The first time I did this, I ignored the data quality flags. The second time, I requested them.
However, with both the additional OCC
and the data
quality flags, the data set was bigger than I could read into my
computer. So I split that extract into two for seq(1850, 2000, 10) and
for 2001:2016. When I read the 2001:2016 extract, I found that I could
not understand OCC
nor the data quality flags. I decided
that the answer I already had was probably good enough, and it wasn’t
clear if I could learn enough to justify the work of further study of
OCC
and the data quality flags.
In any event, after each data selection, I was given an “estimated size” for the extract (5340 MB for one trial). I entered something to “Describe your extract”. Then I clicked, “Submit extract”. The IPUMS web site responded saying, “Your extract request has been submitted. You will be notified by email at (the email address I had given them) when it has been created.” Under “Data”, it said, “Processing…”.

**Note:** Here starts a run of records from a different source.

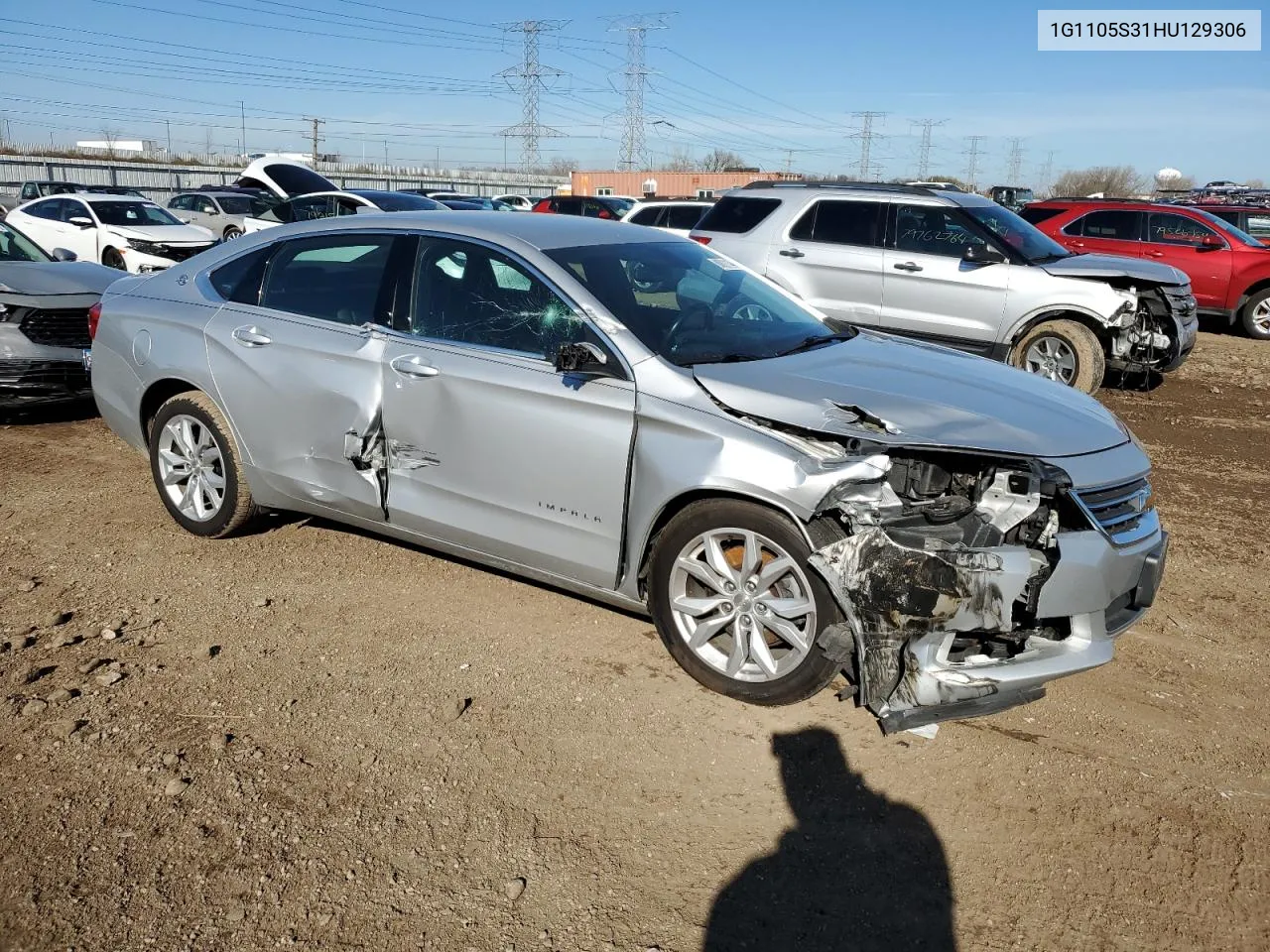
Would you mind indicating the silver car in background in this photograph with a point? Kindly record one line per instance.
(784, 499)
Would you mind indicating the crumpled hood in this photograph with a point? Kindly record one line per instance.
(166, 234)
(931, 395)
(1115, 267)
(48, 278)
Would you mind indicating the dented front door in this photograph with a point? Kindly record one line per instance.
(300, 373)
(488, 445)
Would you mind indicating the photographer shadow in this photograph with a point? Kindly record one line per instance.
(858, 873)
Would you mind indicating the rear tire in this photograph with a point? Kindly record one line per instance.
(699, 575)
(194, 463)
(1062, 350)
(1255, 315)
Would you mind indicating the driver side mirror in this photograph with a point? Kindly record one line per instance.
(982, 254)
(581, 358)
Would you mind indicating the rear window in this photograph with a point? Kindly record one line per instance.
(735, 216)
(1037, 216)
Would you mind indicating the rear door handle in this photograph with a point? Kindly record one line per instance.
(413, 366)
(250, 335)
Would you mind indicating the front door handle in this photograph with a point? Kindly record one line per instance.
(413, 366)
(250, 335)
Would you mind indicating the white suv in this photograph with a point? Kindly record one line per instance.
(957, 270)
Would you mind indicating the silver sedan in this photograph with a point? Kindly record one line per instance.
(635, 417)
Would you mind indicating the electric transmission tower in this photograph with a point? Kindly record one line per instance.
(529, 76)
(1016, 160)
(636, 28)
(924, 148)
(971, 168)
(866, 136)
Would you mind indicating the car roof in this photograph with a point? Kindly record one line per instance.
(536, 231)
(857, 189)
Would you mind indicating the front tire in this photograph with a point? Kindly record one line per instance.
(194, 463)
(1255, 316)
(1062, 350)
(737, 606)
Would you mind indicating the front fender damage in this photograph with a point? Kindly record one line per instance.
(940, 556)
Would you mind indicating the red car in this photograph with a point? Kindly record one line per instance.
(1228, 268)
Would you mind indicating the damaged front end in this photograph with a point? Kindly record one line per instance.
(938, 570)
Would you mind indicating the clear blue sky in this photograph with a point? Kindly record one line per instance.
(753, 77)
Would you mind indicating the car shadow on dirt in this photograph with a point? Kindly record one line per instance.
(857, 873)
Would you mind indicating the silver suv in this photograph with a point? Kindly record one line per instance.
(957, 270)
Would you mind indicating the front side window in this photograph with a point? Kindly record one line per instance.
(330, 277)
(838, 222)
(1167, 229)
(690, 304)
(1114, 223)
(467, 294)
(933, 230)
(134, 213)
(16, 246)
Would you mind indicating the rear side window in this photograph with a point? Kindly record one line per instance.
(1107, 223)
(1037, 216)
(684, 216)
(333, 277)
(839, 222)
(735, 216)
(645, 216)
(240, 280)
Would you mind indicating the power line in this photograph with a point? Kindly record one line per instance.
(636, 28)
(866, 136)
(924, 149)
(530, 73)
(971, 171)
(1016, 160)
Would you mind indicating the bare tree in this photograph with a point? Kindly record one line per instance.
(721, 160)
(680, 160)
(1109, 180)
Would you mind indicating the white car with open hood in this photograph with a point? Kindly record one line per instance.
(119, 231)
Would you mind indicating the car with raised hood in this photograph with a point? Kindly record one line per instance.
(1227, 267)
(130, 234)
(333, 204)
(45, 312)
(957, 270)
(786, 499)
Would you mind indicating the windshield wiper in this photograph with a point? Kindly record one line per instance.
(808, 343)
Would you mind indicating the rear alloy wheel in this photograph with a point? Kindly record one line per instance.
(737, 606)
(1256, 315)
(1065, 352)
(194, 465)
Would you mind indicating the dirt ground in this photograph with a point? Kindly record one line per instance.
(390, 751)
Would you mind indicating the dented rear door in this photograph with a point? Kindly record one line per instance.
(488, 445)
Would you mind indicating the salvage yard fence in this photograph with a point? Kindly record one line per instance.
(164, 179)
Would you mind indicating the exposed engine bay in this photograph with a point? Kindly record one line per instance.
(945, 553)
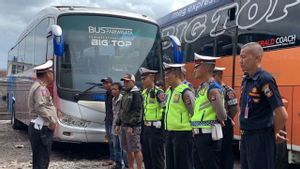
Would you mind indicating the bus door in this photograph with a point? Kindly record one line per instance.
(227, 48)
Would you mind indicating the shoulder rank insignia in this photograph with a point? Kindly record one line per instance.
(176, 98)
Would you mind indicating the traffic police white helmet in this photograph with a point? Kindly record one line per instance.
(205, 59)
(144, 71)
(169, 65)
(221, 69)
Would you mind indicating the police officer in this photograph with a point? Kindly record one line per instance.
(107, 83)
(183, 78)
(209, 114)
(153, 143)
(41, 129)
(226, 154)
(179, 108)
(259, 99)
(130, 120)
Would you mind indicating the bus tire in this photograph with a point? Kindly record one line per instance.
(282, 156)
(16, 124)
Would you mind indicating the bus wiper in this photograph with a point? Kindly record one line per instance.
(82, 93)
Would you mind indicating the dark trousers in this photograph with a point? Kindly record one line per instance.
(41, 142)
(208, 151)
(258, 149)
(119, 153)
(226, 154)
(179, 150)
(108, 129)
(153, 148)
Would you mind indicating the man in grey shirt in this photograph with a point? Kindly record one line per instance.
(116, 104)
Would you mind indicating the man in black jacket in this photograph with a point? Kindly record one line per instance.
(107, 83)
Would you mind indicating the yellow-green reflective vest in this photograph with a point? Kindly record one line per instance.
(204, 114)
(152, 108)
(177, 117)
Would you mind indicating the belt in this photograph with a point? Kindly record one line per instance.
(197, 131)
(152, 123)
(256, 131)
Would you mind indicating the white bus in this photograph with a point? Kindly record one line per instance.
(86, 45)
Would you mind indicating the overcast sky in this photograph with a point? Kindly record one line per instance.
(16, 14)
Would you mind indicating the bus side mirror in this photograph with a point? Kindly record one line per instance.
(3, 98)
(58, 40)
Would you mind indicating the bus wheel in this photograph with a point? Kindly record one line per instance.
(16, 124)
(282, 156)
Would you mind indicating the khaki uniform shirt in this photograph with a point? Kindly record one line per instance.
(40, 102)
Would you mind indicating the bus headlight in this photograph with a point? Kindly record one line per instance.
(71, 120)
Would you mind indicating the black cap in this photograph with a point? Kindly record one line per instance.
(107, 79)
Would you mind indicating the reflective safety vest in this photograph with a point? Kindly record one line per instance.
(177, 117)
(204, 114)
(152, 108)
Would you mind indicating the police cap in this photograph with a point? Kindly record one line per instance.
(204, 59)
(44, 67)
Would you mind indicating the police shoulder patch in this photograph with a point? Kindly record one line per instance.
(176, 98)
(230, 94)
(267, 91)
(161, 97)
(187, 100)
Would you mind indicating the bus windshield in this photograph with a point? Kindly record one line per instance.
(99, 46)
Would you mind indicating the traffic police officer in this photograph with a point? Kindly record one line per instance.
(40, 104)
(260, 99)
(209, 114)
(226, 154)
(179, 108)
(183, 78)
(153, 143)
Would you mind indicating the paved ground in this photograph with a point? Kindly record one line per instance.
(15, 152)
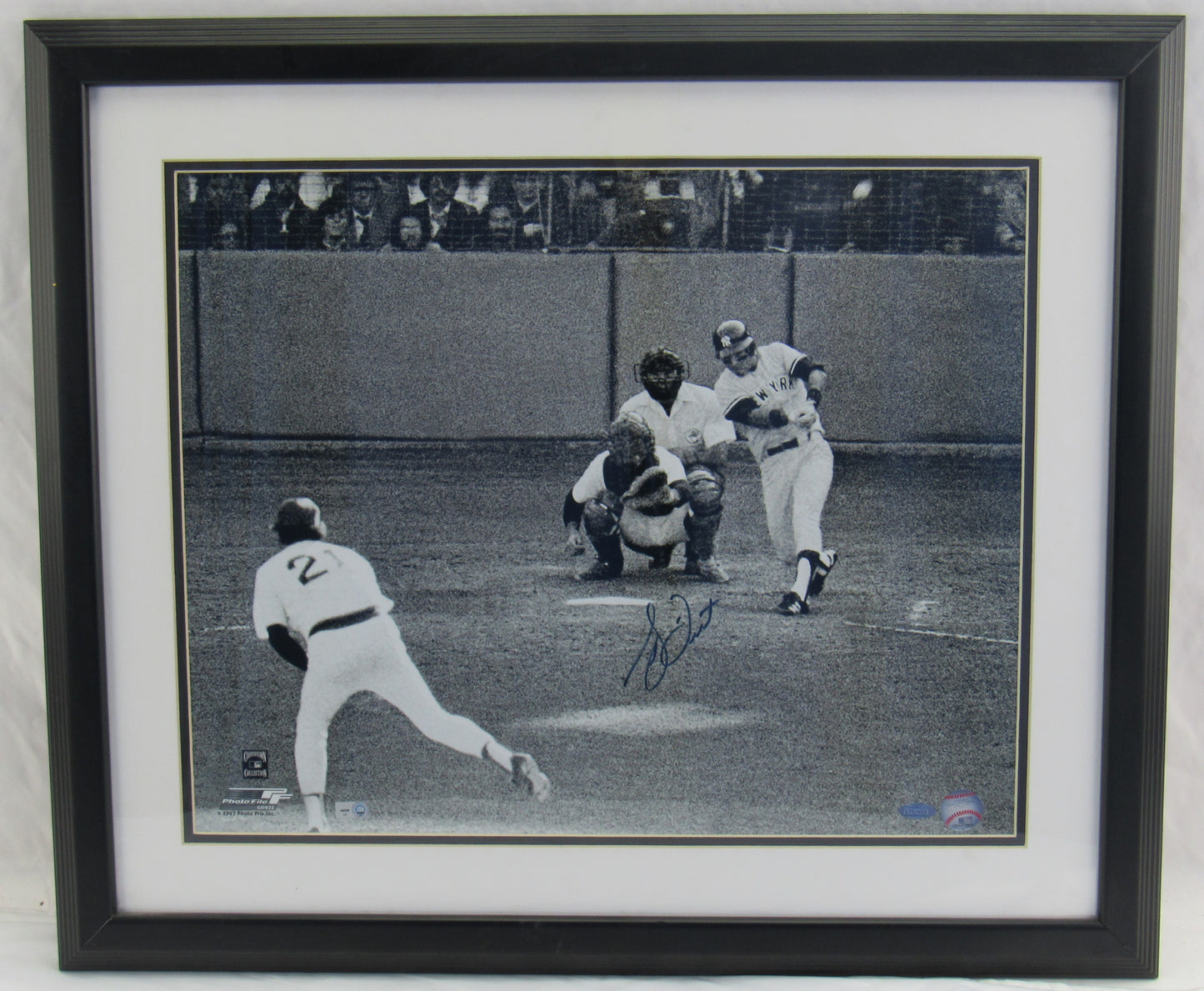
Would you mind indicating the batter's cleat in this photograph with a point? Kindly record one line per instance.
(792, 606)
(707, 570)
(527, 776)
(662, 558)
(600, 571)
(822, 563)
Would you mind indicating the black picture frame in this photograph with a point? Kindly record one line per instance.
(1143, 54)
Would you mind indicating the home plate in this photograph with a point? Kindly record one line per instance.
(647, 720)
(608, 600)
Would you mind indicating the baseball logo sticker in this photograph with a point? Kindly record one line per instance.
(254, 763)
(961, 811)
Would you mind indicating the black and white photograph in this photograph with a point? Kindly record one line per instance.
(608, 503)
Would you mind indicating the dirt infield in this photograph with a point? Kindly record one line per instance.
(900, 688)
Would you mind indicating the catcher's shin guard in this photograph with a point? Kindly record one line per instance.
(601, 525)
(706, 512)
(822, 563)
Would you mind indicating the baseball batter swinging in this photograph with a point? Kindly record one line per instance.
(319, 606)
(773, 390)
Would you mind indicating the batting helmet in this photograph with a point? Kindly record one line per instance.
(299, 519)
(631, 441)
(662, 373)
(731, 336)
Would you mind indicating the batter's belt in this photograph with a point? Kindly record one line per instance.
(348, 619)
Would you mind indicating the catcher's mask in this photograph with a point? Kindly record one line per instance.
(299, 519)
(631, 442)
(662, 373)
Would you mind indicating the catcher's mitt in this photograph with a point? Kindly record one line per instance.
(651, 490)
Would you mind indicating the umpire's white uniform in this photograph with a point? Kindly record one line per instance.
(329, 598)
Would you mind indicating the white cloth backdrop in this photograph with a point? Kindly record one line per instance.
(27, 931)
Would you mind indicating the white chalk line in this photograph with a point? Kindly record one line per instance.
(931, 633)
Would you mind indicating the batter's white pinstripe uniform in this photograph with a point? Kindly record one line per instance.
(795, 459)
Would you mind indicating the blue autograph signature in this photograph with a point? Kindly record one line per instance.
(659, 653)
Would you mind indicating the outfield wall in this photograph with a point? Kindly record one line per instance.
(466, 346)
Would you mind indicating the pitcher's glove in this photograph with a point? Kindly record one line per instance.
(651, 490)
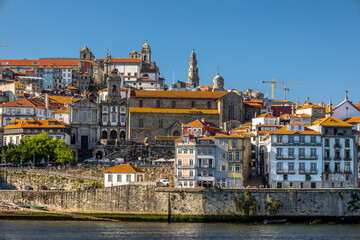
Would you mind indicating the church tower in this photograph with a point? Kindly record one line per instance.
(193, 74)
(107, 61)
(114, 85)
(86, 54)
(218, 83)
(146, 53)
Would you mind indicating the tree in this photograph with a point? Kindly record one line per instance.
(40, 147)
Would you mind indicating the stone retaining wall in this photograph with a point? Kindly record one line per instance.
(147, 199)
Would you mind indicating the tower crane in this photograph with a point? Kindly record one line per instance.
(285, 89)
(273, 82)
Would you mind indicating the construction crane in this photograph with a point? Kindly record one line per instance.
(285, 89)
(273, 85)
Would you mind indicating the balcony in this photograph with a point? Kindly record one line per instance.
(285, 171)
(311, 172)
(337, 145)
(285, 157)
(312, 157)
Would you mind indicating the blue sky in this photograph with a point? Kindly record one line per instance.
(315, 42)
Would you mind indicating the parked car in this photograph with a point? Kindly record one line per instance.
(104, 160)
(118, 161)
(90, 160)
(162, 183)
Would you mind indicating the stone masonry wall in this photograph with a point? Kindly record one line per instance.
(147, 199)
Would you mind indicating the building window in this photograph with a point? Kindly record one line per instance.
(110, 178)
(327, 142)
(231, 156)
(347, 167)
(291, 152)
(141, 123)
(291, 167)
(347, 143)
(312, 152)
(234, 143)
(337, 167)
(301, 152)
(313, 167)
(302, 167)
(119, 178)
(231, 112)
(237, 167)
(191, 162)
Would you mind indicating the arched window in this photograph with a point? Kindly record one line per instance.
(104, 134)
(231, 112)
(122, 135)
(113, 134)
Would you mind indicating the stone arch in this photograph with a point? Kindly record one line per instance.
(113, 134)
(122, 135)
(104, 134)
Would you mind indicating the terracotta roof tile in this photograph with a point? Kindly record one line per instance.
(177, 94)
(123, 168)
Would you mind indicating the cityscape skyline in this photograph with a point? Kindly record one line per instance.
(249, 41)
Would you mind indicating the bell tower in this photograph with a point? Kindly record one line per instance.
(114, 85)
(193, 73)
(146, 53)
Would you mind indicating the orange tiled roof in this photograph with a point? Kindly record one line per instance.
(173, 110)
(32, 123)
(123, 168)
(296, 123)
(352, 120)
(311, 106)
(284, 130)
(237, 135)
(177, 94)
(265, 115)
(62, 111)
(124, 60)
(41, 62)
(331, 121)
(62, 99)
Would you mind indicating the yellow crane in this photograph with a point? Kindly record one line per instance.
(285, 89)
(273, 82)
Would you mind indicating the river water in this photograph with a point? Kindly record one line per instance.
(18, 229)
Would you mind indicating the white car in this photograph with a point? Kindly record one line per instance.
(90, 160)
(118, 161)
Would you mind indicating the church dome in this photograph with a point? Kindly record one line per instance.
(114, 70)
(146, 45)
(218, 78)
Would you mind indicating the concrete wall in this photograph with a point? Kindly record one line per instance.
(147, 199)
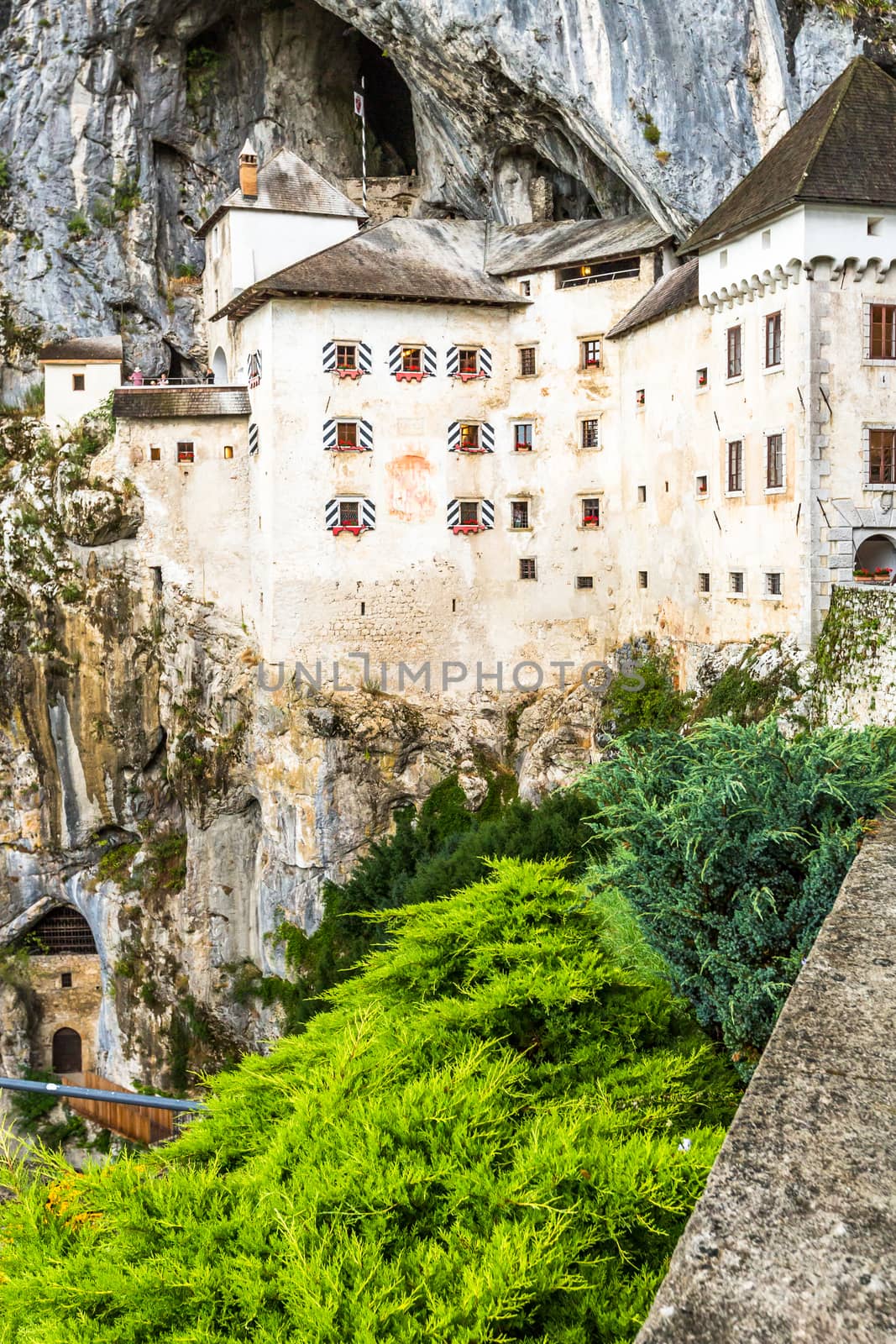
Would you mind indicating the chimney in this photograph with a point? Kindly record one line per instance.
(249, 172)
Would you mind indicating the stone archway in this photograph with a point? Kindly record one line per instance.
(876, 553)
(66, 1052)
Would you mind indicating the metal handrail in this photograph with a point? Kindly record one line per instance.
(100, 1095)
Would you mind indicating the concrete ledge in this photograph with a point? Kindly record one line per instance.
(794, 1240)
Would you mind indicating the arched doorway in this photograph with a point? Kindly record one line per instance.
(66, 1052)
(219, 367)
(876, 553)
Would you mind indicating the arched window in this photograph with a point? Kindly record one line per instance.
(66, 1052)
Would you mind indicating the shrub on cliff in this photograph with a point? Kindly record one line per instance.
(731, 846)
(483, 1142)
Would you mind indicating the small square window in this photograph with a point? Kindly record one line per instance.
(528, 365)
(590, 353)
(591, 433)
(519, 515)
(523, 437)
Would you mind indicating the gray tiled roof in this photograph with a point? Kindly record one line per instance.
(81, 349)
(526, 248)
(188, 402)
(671, 293)
(436, 260)
(286, 183)
(842, 151)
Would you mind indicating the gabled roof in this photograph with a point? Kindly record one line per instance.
(526, 248)
(288, 185)
(673, 292)
(416, 260)
(83, 349)
(192, 401)
(841, 151)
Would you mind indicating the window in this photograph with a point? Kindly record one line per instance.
(519, 515)
(773, 340)
(622, 268)
(590, 353)
(523, 437)
(591, 433)
(774, 461)
(882, 457)
(883, 331)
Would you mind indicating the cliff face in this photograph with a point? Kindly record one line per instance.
(120, 121)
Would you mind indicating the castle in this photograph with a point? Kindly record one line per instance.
(449, 440)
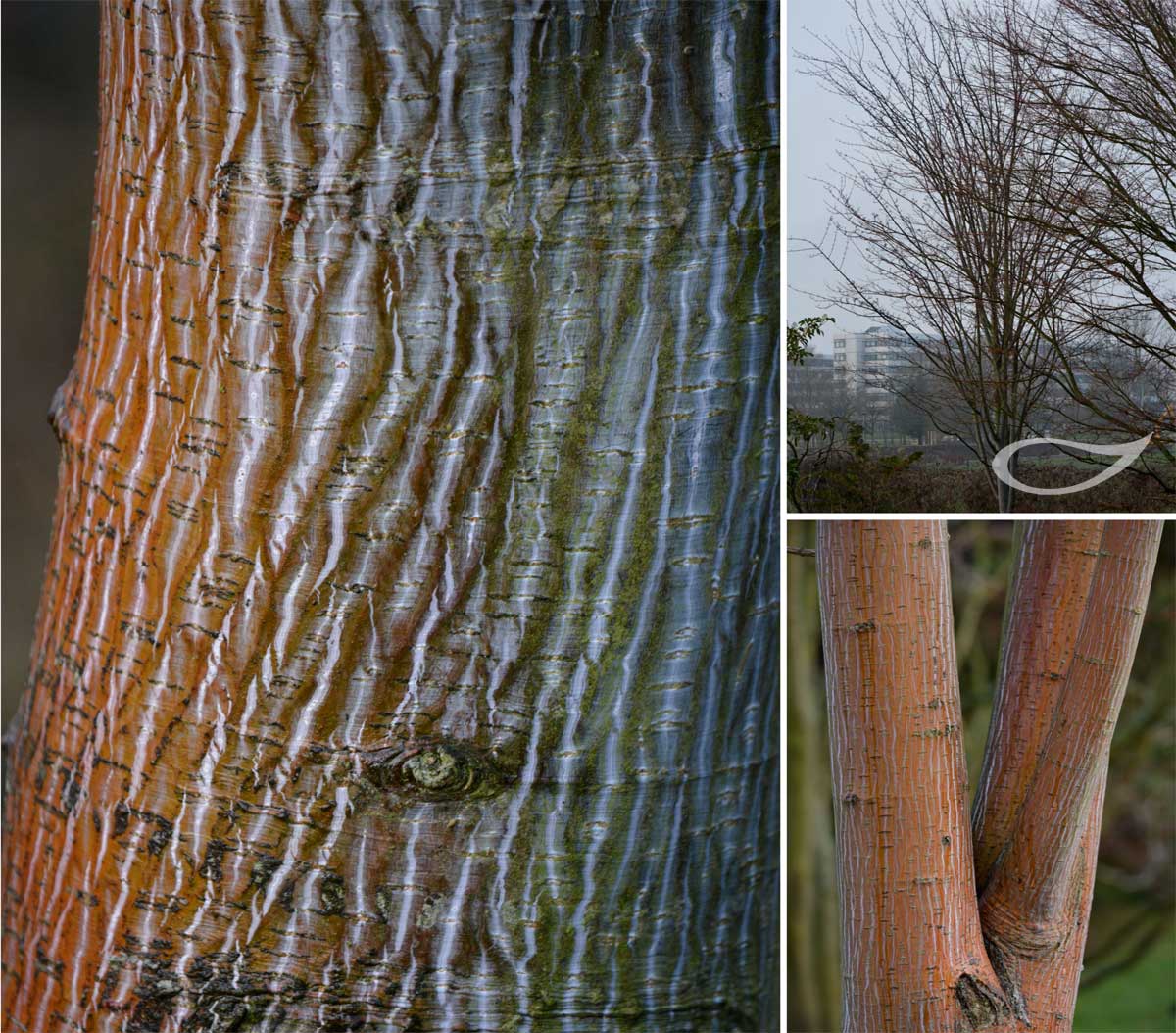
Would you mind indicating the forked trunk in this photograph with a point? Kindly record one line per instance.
(933, 940)
(407, 655)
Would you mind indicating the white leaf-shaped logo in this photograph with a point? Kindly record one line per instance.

After a while (47 minutes for one extract on 2018-09-03) I got an email saying my extract was ready for download. I returned to the web site and clicked something under “Data”.
To help with questions about the format, etc., I studied
help(pac=ipumsr)
. I found that the ipumsr
package included seven vignettes. One of those is titled “Introduction
to ipumsr
- IPUMS Data in R”. From that, I learned that
I needed to right-click (ctrl-click
on a Mac) on
DDI
under Codebook
and then select “Save link
as…”. Moreover, I should NOT do this in Safari. Google Chrome worked for
me for this on 2018-09-01 and Firefox worked when I repeated it with a
slightly different extract on 2018-09-03.
When I repeated this 2020-03-18, I downloaded
"usa_00003.dat"
and "use_00005.dat"
consuming
2.3 and 3.8 GB. Codebooks are also available.
Then I followed the instructions in the “Command File” for R. With
one extract, I got, “Error: Error in
read_tokens_(data, tokenizer, col_specs, col_names, locale_
,
: Evaluation error: vector memory exhausted (limit reached?).” After
that, I redid the extract to select less data to file(s) I could
read.